Of fishes, besides salmon, grilse, and trout, there are perch, pike, eel, and minnows, to be found in some of the rivers and lakes of the parish. The salmon come up to spawn in autumn. But, alas! it is much to be feared that but very few of them are allowed to return to their briny element, being intercepted by lawless and merciless poachers. The fishes which frequent the sea coasts of the parish are too numerous to be particularly noticed, but the herrings cannot be passed over in silence, being the great staple of the country.

Of herrings, prodigious shoals appear off the coast of Lochbroom, often as early as the month of May; but they pass on towards the south, and do not strike into the lochs and arms of the sea, so as to be productive of much benefit to the country, sooner than the month of September. From that time, their appearance, though exceedingly irregular, is anxiously looked for, till the month of February. Great is the preparation made, and much the expense incurred, engrossing even the little all of most of the poor families along the coast to meet and profit by the expected bounty. When the herrings set fairly in, at a proper season, and when they continue for a considerable time within the lochs and bays, the benefit is very great. The herrings of this coast are of the very best kind – the people are instantly afloat with every species of seaworthy craft – numerous crews from all parts of the east and west coasts of Scotland, and even from Ireland, press forward with the utmost eagerness to the field of slaughter – sloops, schooners, wherries, boats of all sizes, are seen constantly flying on the wings of the wind, from creek to creek, and from loch to loch, according as the varying reports of men, or the noisy flight of birds, or tumbling and spouting of whales and porpoises, attract them. Hundreds of boats are seen to start at day-set for the watery field, they silently shoot their nets, lie out at the end of their train, all night, and return in the morning full of life and spirit, to sell or cure their cargoes. The scene is extremely animated and interesting. And when there is a successful fishing, it is important, in a national as well as in an individual point of view. For some years back, however, the take has not been great, and much loss has been sustained.

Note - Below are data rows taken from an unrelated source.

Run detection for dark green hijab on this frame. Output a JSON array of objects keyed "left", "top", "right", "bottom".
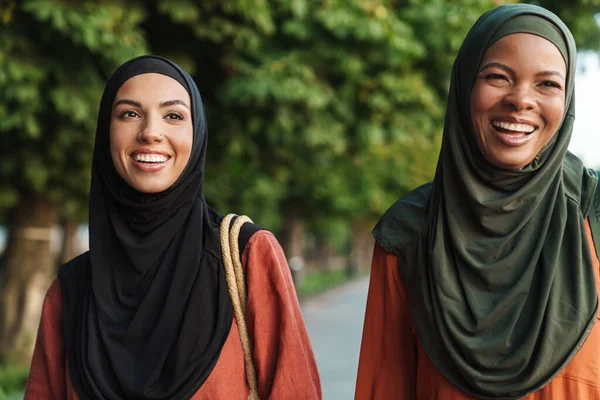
[{"left": 373, "top": 4, "right": 598, "bottom": 399}]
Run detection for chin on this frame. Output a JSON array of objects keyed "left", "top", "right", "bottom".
[
  {"left": 129, "top": 180, "right": 170, "bottom": 194},
  {"left": 486, "top": 150, "right": 533, "bottom": 171},
  {"left": 137, "top": 188, "right": 164, "bottom": 194},
  {"left": 139, "top": 186, "right": 169, "bottom": 194},
  {"left": 490, "top": 159, "right": 529, "bottom": 171}
]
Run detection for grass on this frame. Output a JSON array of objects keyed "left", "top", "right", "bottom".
[
  {"left": 0, "top": 392, "right": 23, "bottom": 400},
  {"left": 0, "top": 359, "right": 28, "bottom": 400}
]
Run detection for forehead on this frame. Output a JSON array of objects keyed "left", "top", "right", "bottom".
[
  {"left": 481, "top": 33, "right": 566, "bottom": 74},
  {"left": 114, "top": 73, "right": 190, "bottom": 101}
]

Of insects, the most injurious to fruit and garden vegetables, in this parish, has been the caterpillar; and the only means which the writer of this has found effectual in preventing their depredations, has been to pick them off the leaves as soon as they appear, by the fingers of young people, and put them into small dishes containing a little water, to be carried away and destroyed. And although this method may appear, at first sight, an endless work, particularly in a large establishment, it is by no means so. Let the work be boldly and perseveringly attempted, and it will infallibly succeed.

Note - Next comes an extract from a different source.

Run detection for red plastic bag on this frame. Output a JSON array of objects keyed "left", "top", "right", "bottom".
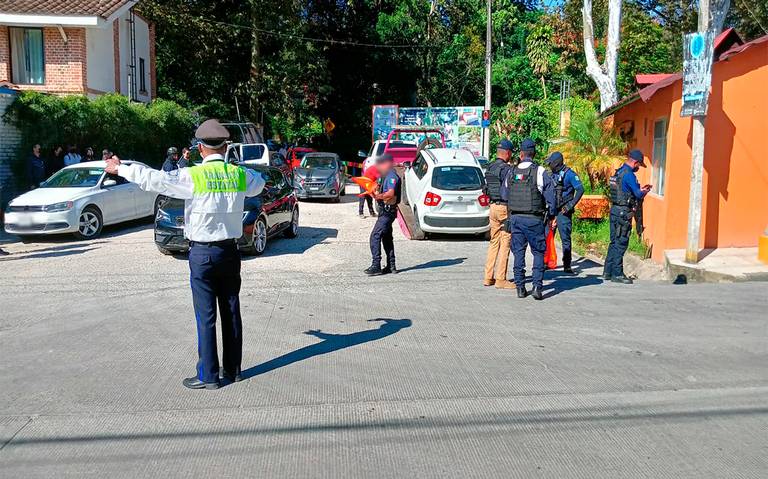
[{"left": 544, "top": 227, "right": 558, "bottom": 270}]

Of shell-fish we have great varieties, many of which, such as oysters, cockles, mussels, spout-fish, &c. are most useful to many of the poor people near the shores, who, in a great measure, subsist upon them during the summer season, when meal is scarce or exhausted. Great numbers of crabs and lobsters also are taken among the islands, and along the coast, which are carried in smacks to the London market.

Botany
This parish was once thickly covered with woods of various descriptions of trees, chiefly Scotch fir, ash, elm, oak, birch, alder, mountain-ash, willow, poplar and hazel. There are still some beautiful trees of oak, ash, birch, geen, bird-cherry, and mountain-ash, with some small thriving plantations of fir, in the Little Strath, about Dundonnell House and Mains; and a few old ash trees about the village of Ullapool, and firs in the glen of Achall. But with these exceptions, and some few alders, growing at the sides of rivers, in the glens, the parish is nearly denuded of wood.

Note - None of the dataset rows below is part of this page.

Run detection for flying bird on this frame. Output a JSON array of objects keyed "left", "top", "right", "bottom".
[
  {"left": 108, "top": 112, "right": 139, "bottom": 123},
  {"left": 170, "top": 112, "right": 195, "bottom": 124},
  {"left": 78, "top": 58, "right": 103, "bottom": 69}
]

The soil and climate, however, are exceedingly favourable to the growth of wood of all kinds which are common to this country; as may be seen by passing through the glebe, where firs of different kinds, and hard wood, and fruit-trees, planted by the present incumbent, have succeeded beyond the most sanguine expectations. Of fruits in particular, viz. apples, pears, plums, cherries, Spanish filberts, walnuts, currants, gooseberries, of many different kinds, he can shew samples which he has not seen exceeded in any part of the country; all on standards, in the open air. The culinary plants committed to the soil produce the best returns.